The Vermont House has endorsed a measure to ban so-called microbeads from personal-care products sold in the state. The tiny plastic particles are used to make some soaps, toothpastes, and over-the-counter drugs more abrasive. But environmentalists said they pose a threat to water quality, marine life, and possibly to human health. Microbeads are blamed for attracting and becoming a vehicle for toxic chemicals in water. One concern is that they then can be eaten by fish that are later eaten by humans. A bill given preliminary approval Tuesday would ban the sale of personal-care products containing microbeads beginning at the end of 2018, and in over-the-counter drugs in late 2019.
Vermont lawmakers are considering whether to become the first state Legislature to legalize marijuana.
Or even this?
A political showdown is developing at the Vermont Statehouse over a gun control bill. The governor doesn’t support it.
Or how about this from Vermont West?
Seattle began enforcing this month a new law, which aims to curb the amount of food sent to landfills. As of January 1, residents of the city, including all commercial establishments, must have a composting service haul away their food waste, drive the waste to a processing site, or compost it themselves at home or on-site. The law applies not only to food but also any cardboard or paper with food on it.
For those unwilling to cooperate, there will be a price.
For now, the cost of defiance will come in the form of public shaming. Those who refuse to separate their garbage will find their bins tagged with a red sign for all to see. The hope is that the tags will help serve as both a warning as well as an incentive to make composting a habit. But come June, after a public education campaign lasting several months about the new rules, violators will begin facing fines—$1 per infraction for households; and $50 per breach by apartment buildings and businesses.

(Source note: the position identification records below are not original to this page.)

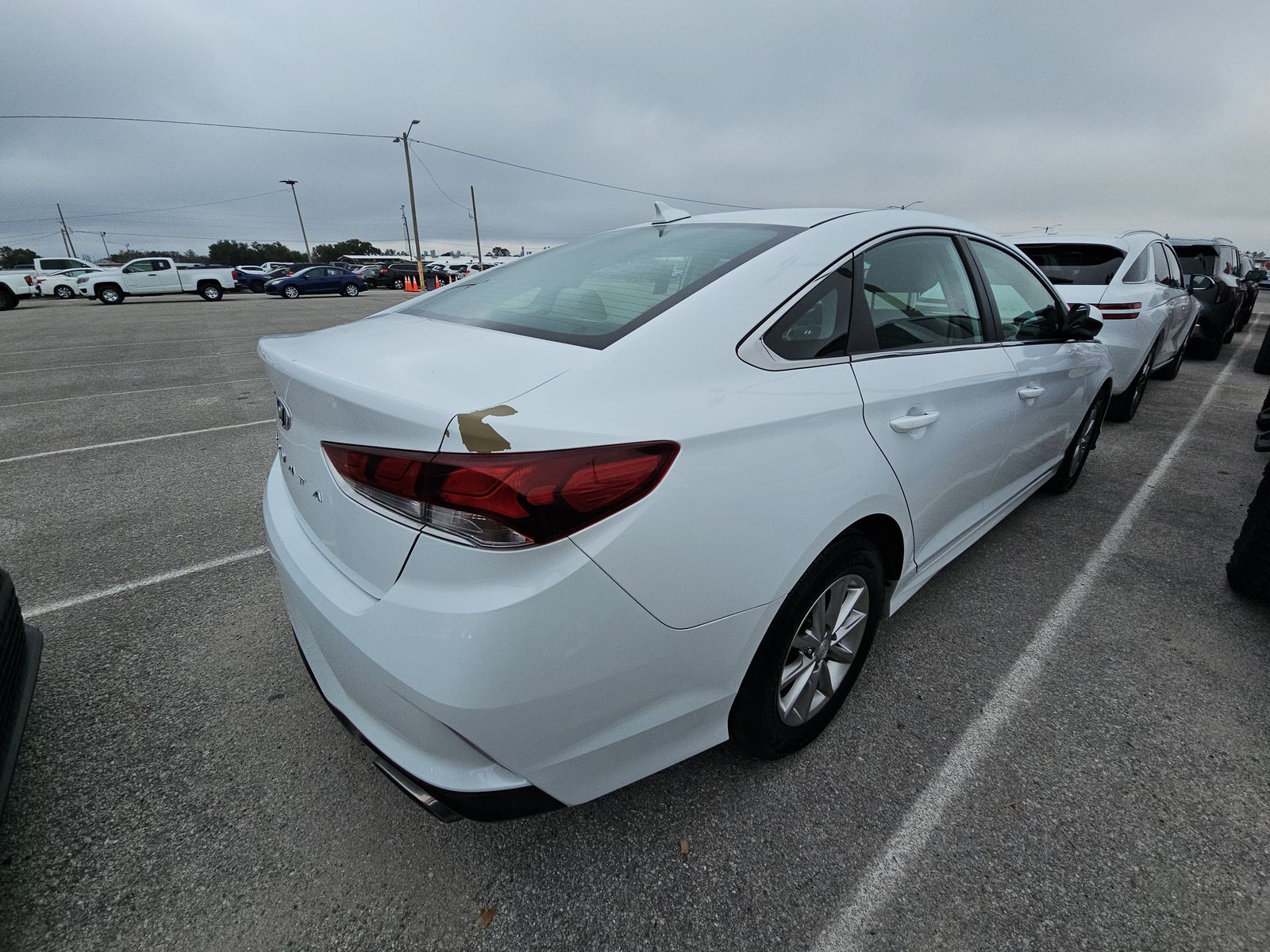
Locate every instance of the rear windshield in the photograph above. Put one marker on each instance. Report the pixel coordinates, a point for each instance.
(1197, 259)
(594, 292)
(1076, 264)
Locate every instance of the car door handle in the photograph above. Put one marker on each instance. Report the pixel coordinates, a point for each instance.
(914, 422)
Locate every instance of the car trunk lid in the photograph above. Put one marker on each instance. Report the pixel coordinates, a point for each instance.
(395, 382)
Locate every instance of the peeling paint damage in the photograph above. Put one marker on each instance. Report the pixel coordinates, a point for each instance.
(478, 436)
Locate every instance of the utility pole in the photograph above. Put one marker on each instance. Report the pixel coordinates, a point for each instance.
(67, 234)
(404, 139)
(476, 222)
(406, 230)
(292, 183)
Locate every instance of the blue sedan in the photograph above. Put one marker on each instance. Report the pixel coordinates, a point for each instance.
(321, 279)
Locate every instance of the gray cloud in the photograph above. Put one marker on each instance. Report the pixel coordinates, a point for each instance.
(1092, 114)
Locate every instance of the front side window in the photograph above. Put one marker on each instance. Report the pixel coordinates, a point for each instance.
(1076, 263)
(595, 291)
(918, 294)
(816, 328)
(1026, 308)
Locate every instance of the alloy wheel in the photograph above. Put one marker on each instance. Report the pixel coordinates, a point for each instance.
(823, 649)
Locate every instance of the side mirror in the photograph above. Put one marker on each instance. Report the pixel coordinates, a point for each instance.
(1081, 324)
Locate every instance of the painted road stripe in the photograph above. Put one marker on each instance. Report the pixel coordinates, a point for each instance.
(120, 363)
(125, 393)
(144, 583)
(886, 875)
(139, 440)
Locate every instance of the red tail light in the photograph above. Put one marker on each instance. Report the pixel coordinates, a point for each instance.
(1121, 311)
(508, 499)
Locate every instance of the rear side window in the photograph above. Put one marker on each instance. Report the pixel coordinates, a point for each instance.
(817, 325)
(596, 291)
(1161, 263)
(1026, 308)
(1141, 270)
(1197, 259)
(1076, 263)
(918, 294)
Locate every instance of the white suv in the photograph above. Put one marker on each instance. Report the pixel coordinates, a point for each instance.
(1134, 279)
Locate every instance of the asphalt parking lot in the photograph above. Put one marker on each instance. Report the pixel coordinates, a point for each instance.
(1060, 743)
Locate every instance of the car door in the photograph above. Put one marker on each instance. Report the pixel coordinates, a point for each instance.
(1054, 376)
(937, 389)
(1181, 305)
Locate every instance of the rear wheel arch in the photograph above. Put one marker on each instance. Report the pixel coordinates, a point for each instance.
(886, 533)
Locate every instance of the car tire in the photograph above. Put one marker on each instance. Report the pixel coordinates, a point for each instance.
(774, 715)
(1206, 349)
(1249, 569)
(1123, 408)
(1175, 363)
(1083, 444)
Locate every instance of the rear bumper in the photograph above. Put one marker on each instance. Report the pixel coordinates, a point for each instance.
(518, 678)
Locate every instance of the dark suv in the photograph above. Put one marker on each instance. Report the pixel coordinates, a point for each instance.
(1210, 270)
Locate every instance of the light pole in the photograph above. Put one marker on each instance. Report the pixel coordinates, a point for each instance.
(292, 183)
(404, 139)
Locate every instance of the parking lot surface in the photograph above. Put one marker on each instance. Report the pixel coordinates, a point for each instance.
(1064, 742)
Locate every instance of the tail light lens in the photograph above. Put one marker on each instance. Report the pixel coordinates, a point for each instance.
(1121, 311)
(506, 501)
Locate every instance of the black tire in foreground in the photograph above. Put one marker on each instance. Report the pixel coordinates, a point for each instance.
(1081, 446)
(813, 651)
(21, 647)
(1249, 569)
(1263, 363)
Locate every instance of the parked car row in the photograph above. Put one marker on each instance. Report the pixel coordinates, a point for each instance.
(715, 454)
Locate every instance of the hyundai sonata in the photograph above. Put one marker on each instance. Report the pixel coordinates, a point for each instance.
(564, 524)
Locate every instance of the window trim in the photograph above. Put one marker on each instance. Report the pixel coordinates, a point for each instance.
(1064, 308)
(756, 353)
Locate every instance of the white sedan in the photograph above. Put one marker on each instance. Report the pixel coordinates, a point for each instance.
(559, 526)
(61, 285)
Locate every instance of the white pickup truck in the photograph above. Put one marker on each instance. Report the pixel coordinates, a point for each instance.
(21, 282)
(156, 276)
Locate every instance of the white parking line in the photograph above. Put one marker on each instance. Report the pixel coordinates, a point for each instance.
(849, 930)
(126, 442)
(143, 583)
(137, 343)
(118, 363)
(125, 393)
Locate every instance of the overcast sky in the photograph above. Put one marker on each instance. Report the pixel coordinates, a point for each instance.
(1096, 116)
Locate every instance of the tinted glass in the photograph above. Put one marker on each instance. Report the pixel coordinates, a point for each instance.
(1175, 272)
(592, 292)
(1160, 263)
(1026, 308)
(1197, 259)
(918, 295)
(817, 325)
(1075, 263)
(1141, 270)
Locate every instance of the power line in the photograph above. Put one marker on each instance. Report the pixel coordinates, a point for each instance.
(437, 183)
(368, 135)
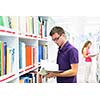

That’s a bit of a walkabout from life, liberty, and the pursuit of #2 plastics.
But I’m torn. The more local the government, the more it represents the will of the people it governs. But as these cases clearly show, local government represents the will—the tyrannical will—of the majority of the people it governs. The minority can get [bleeped].
Think I’m wrong?
Seattle’s new law is meant to help the city achieve its goal to recycle 60 percent of waste by the end of this year. Strict rules, which have banned recyclables from trash bins since 2005, have helped Seattle come within striking distance of that promise—the city currently recycles approximately 56 percent of its waste. But progress toward that goal appears to have stalled; the percentage has barely increased in recent years, and even fell in residential homes between 2012 and 2013, according to Oregon Public Broadcasting.
You don’t get in much more Marxist marching formation than in Seattle. And they still can’t reach that Utopia of universal recycling and unanimous composting. Even with Maoist public shaming.
I hold nothing against recycling (even after watching Penn & Teller’s vicious beatdown of the program), and nothing for microbeads. But ask anyone who knows me and they’ll answer as one: I hate being told what to do. What I have to do. I have a compost pile because I have a garden. I half-assedly throw kitchen scraps into a bin for mixing in with leaves and other yard waste. (To be honest, I just as often throw the crap into the garbage after marinating in its own supperating juices for a week.) But the moment my community passes an ordinance mandating compost piles, I am going to pour lighter fluid all over mine and set a match to it. They’ll see it from the International Space Station.
Like the old lady here in Concord, Mass who spearheaded the ban on the sale of individual bottles of water. How did the tyranny of this individual benefit the rest of the citizenry? She was portrayed as a Joan of Arc. To me, she was Typhoid Mary, Tokyo Rose, and Axis Sally rolled into one.